This LoRA is a personal proof-of-concept to verify whether Chroma LoRA training is feasible on a local system with a 16GB VRAM GPU.
The dataset consists of in-game screenshots, and captions were automatically generated using the Qwen3-VL-8B model following a consistent set of rules.
Note: The following instructions assume the use of ComfyUI. I have no experience with other tools and cannot provide guidance for them.
A lora key not loaded error may appear in ComfyUI, but it does not affect image generation.

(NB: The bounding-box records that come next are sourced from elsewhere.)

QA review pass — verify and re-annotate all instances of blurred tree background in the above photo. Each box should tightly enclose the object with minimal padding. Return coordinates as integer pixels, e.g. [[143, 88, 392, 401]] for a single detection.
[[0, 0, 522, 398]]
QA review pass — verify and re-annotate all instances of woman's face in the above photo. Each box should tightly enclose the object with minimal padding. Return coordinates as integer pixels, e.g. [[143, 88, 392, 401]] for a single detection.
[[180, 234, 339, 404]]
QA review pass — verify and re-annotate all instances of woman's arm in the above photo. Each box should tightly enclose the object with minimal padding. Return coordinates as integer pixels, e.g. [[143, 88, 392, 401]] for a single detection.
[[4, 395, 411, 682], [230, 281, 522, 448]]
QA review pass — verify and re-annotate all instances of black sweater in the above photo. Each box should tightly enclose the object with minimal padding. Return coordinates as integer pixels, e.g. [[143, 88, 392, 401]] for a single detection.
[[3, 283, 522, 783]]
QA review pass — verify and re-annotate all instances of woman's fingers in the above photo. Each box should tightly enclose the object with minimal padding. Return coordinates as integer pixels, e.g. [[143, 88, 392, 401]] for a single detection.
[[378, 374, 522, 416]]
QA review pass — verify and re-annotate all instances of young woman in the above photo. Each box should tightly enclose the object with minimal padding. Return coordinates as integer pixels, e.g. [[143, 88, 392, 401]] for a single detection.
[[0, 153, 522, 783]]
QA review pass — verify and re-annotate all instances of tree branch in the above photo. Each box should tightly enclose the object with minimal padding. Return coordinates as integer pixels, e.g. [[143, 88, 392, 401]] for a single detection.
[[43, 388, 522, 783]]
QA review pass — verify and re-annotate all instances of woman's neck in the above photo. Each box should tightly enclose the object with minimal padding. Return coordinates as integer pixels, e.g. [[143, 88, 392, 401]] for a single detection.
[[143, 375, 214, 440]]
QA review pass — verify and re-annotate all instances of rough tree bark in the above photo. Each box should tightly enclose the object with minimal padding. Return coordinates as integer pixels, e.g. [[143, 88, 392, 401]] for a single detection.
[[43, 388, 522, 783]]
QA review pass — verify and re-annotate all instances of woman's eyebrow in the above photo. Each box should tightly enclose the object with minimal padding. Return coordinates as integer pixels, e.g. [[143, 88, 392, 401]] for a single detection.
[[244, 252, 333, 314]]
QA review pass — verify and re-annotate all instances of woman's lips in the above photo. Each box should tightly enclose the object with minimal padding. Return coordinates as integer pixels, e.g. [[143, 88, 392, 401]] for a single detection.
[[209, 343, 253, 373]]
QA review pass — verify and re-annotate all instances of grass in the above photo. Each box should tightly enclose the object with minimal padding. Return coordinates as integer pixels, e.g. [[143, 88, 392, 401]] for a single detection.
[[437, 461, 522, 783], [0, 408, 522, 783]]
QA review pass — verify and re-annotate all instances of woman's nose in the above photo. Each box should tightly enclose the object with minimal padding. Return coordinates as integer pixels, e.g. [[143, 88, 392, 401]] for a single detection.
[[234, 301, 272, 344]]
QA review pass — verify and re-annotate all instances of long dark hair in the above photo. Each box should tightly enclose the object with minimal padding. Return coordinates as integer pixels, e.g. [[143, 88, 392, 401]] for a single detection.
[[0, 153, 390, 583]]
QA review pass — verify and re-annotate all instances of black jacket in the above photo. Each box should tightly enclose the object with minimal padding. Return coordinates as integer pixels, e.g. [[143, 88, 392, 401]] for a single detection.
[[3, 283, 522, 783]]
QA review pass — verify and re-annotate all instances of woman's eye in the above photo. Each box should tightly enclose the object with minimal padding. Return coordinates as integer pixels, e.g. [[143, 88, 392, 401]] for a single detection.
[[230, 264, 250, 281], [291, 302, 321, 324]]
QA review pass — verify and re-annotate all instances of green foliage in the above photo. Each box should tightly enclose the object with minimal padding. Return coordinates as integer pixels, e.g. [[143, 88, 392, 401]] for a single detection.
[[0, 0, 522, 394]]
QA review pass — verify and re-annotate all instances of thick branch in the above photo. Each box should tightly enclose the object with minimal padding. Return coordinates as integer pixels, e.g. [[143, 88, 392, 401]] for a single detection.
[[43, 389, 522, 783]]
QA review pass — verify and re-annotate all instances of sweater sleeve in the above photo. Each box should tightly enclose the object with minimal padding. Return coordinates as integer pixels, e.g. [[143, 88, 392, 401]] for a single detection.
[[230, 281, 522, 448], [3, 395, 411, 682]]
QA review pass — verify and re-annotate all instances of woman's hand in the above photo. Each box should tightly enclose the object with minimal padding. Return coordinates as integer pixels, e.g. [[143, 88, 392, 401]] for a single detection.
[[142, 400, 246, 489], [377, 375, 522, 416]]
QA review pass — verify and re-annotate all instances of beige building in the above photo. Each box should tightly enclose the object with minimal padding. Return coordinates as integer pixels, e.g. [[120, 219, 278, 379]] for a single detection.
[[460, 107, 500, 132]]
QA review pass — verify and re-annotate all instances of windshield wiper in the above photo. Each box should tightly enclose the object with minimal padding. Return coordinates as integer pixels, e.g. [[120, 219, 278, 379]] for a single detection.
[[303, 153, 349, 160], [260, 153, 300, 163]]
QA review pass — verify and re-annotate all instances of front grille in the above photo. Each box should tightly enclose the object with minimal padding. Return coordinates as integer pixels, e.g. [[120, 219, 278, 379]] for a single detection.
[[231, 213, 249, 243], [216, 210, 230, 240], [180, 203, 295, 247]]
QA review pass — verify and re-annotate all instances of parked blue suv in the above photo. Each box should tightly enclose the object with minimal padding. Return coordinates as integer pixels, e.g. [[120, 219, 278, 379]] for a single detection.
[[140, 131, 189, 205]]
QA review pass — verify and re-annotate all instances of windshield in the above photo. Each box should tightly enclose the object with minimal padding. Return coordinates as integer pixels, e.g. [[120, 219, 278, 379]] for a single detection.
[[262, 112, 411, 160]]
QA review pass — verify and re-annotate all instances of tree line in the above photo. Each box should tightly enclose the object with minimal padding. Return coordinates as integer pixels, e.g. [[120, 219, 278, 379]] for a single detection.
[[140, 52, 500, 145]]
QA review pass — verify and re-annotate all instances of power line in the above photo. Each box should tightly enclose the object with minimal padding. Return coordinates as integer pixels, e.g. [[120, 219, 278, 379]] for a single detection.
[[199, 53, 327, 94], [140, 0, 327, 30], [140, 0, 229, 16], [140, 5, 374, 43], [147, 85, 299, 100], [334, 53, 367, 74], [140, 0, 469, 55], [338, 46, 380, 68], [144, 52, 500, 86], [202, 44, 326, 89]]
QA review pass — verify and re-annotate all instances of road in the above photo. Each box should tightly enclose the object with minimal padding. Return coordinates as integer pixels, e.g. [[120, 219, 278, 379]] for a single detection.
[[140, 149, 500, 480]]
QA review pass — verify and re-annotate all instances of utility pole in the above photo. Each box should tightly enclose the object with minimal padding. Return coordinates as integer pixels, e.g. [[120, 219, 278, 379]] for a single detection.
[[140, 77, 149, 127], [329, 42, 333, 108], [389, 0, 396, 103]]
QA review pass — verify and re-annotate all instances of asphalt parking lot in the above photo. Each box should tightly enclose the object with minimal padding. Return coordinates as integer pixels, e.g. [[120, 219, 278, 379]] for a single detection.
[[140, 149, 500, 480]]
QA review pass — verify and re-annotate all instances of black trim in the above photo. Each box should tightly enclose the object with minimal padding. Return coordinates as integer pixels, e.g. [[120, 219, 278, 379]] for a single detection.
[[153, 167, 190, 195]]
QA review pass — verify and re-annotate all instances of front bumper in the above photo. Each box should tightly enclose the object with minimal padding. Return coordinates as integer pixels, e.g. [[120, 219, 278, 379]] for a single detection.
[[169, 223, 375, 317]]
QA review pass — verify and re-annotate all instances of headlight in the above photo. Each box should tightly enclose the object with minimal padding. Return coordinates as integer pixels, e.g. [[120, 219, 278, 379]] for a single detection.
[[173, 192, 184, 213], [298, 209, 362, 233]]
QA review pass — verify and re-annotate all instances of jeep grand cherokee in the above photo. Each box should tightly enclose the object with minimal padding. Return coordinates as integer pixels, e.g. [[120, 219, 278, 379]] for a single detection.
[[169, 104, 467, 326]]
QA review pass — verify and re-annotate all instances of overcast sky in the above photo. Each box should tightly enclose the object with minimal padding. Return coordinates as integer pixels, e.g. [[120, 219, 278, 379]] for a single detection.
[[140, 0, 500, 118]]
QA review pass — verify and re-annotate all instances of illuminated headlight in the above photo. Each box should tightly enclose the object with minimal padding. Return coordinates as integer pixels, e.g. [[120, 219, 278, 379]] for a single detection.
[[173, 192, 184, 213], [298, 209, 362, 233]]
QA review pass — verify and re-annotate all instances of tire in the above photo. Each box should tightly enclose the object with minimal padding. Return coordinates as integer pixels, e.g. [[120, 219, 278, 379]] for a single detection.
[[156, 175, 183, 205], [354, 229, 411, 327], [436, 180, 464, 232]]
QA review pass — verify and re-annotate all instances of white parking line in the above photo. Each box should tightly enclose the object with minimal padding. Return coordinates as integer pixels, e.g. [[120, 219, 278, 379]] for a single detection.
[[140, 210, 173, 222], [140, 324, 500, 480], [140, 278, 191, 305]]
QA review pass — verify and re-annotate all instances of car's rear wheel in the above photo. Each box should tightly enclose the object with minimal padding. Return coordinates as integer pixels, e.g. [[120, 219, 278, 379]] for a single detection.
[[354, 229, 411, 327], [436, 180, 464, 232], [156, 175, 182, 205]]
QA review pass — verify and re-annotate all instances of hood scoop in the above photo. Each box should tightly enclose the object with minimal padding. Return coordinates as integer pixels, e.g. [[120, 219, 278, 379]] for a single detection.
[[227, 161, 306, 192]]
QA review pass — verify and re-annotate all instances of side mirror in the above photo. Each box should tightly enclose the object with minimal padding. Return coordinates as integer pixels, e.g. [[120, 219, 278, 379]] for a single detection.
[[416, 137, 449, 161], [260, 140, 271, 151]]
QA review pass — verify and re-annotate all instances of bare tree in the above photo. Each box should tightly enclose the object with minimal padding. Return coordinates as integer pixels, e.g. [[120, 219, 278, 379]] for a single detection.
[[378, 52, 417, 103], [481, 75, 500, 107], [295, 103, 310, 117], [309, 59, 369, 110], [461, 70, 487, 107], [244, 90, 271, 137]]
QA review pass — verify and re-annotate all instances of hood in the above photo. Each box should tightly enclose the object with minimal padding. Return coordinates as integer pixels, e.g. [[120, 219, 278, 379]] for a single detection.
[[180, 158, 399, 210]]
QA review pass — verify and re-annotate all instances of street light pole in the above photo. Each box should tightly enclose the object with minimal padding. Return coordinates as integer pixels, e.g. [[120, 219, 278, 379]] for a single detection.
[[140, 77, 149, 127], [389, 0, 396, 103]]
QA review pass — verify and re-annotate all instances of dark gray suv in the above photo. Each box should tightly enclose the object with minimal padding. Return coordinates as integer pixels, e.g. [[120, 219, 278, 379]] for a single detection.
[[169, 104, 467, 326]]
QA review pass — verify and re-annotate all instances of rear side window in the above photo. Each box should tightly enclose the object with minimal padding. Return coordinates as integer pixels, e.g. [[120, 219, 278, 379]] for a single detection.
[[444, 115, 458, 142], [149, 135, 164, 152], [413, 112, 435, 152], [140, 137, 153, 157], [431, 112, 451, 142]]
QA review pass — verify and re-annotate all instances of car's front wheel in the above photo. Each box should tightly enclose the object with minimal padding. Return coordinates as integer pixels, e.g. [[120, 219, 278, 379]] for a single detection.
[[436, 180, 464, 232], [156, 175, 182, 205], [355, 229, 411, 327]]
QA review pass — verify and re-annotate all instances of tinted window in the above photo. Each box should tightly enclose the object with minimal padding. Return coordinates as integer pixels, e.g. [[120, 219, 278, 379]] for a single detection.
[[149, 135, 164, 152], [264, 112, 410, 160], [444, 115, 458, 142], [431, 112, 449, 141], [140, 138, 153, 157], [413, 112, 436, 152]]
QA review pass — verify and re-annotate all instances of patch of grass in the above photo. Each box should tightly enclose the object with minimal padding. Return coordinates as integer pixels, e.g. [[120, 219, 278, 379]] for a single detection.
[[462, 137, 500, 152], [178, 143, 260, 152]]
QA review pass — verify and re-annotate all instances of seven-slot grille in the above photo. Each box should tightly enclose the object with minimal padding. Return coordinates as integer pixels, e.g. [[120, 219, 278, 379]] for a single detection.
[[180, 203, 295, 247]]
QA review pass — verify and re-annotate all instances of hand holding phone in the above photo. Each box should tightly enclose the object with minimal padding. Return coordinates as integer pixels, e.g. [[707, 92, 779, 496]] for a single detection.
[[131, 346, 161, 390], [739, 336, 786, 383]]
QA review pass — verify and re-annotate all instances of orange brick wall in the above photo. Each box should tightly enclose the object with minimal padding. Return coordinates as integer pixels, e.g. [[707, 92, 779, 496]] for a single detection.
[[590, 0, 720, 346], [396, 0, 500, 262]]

At the default weight of 1.0, images are generated in a 3D graphic style resembling the original game. Lowering the weight causes the character to fade, but produces a more realistic result. The showcase images were generated at a weight of 0.7 with a resolution of 960×1536.
Recommended Settings
Diffusion Model: GonzaLomo v3.0 flash
Sampler: ClownsharKSampler(Custom node) — exponential / res_2s, or KSampler — dpmpp_2m / res_2m / res_2s
Scheduler: bong_tangent, beta, or beta57
CFG: 1
Steps: 10
If you switch to a different base model, you will need to find settings appropriate for that model.
Training Details
The training was done using OneTrainer. Below are the system specs and training configuration. I believe Chroma has the potential to be a viable alternative to Pony. I hope more people will train and share Chroma LoRAs — that's why I'm sharing these details, and I hope they serve as a useful reference.
System
GPU: RTX 4060 Ti 16GB VRAM
RAM: 32GB
Dataset & Training
Images: 30
Epochs: 50
Total Steps: 1,500 (~6 hours)
Hyperparameters
Optimizer: ADAMW_8BIT
LR Scheduler: COSINE
Learning Rate: 0.0003
LR Warmup Steps: 0.05
Local Batch Size: 1
Train Text Encoder: Enabled
Text Encoder Learning Rate: 1e-05
Layer Offload Fraction: 0.5
Resolution: 1024
LoRA Rank: 32
LoRA Alpha: 64.0
Tips
20–40 high-quality images are sufficient for training a character LoRA. Adding more images does not necessarily improve quality. In terms of total steps, convergence typically occurs within 2,000 steps — training beyond that tends to result in a loss of image sharpness. In my experience, anything above 2,500 steps is unnecessary.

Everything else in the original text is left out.